Its gross profit margin expanded to 43.5 per cent up from 41 per cent in the previous year. The underlying EBITDA is up 27 per cent from $26.8m to $34m. The NPAT came in at $7.1m up 18.3 per cent from $6m.

During the first half of the year oOh! says it introduced 40 large format, premium-located digital screens across all products, taking the total of such screens to 230, and more than 1,800 retail small format screens.

[Related: oOh! wins SA billboard tender]

Brendon Cook, CEO of oOh! says, “oOh!’s strong performance reflects both the sector’s strength and further market share gains by oOh in its key product categories. We offer advertisers a portfolio of products who complementarity and diversity enables us to deliver strong group revenue and profit growth.

“We are executing our end-to-end digital strategy, investing to maintain our market leadership position, and continuing to deliver innovative and effective solutions for advertisers. We will also continue to explore opportunities to further strengthen and develop our new media strategy and enhance shareholder value through organic growth and acquisitions.”

oOh! says it is continuing to invest in its end-to-end digital strategy and its digital revenue penetration leads the market. As well as further digitisation of assets, initiatives during the period included investing in proprietary trading systems to harness its exclusive Quantium insights, which were recently launched to major advertisers in a successful pilot. 

The company’s divisional highlights include road and retail delivering double digit growth, locate delivering double digit growth despite the revenue growth from ECN, acquired in November being slower than anticipated and New Zealand grew its revenue by 41 per cent on a like-for-like basis, after adjusting for Westfield in-housing its media footprint.

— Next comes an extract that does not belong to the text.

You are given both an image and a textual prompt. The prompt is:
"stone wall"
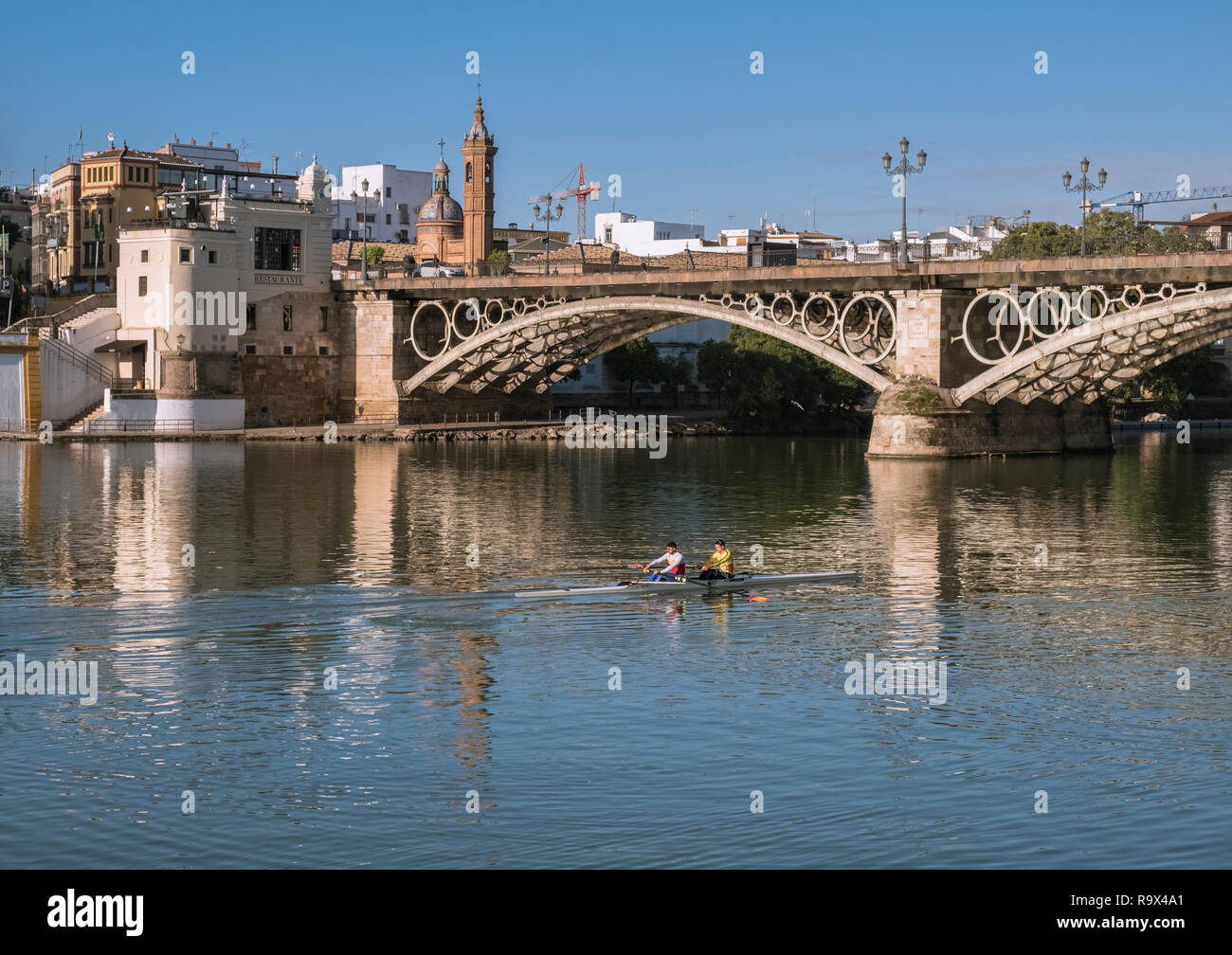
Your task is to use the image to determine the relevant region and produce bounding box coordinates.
[241,355,346,427]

oOh! says it remains well positioned to capitalise on growth opportunities, with net debt and underlying EBITDA at 1.7 times and well within the financial covenants of its debt facilities agreements, producing headroom to continue investing for further growth. Higher EBIDTA and improved working capital management resulted in net cash flow from operating activities increasing from $3.5m to $11.5m.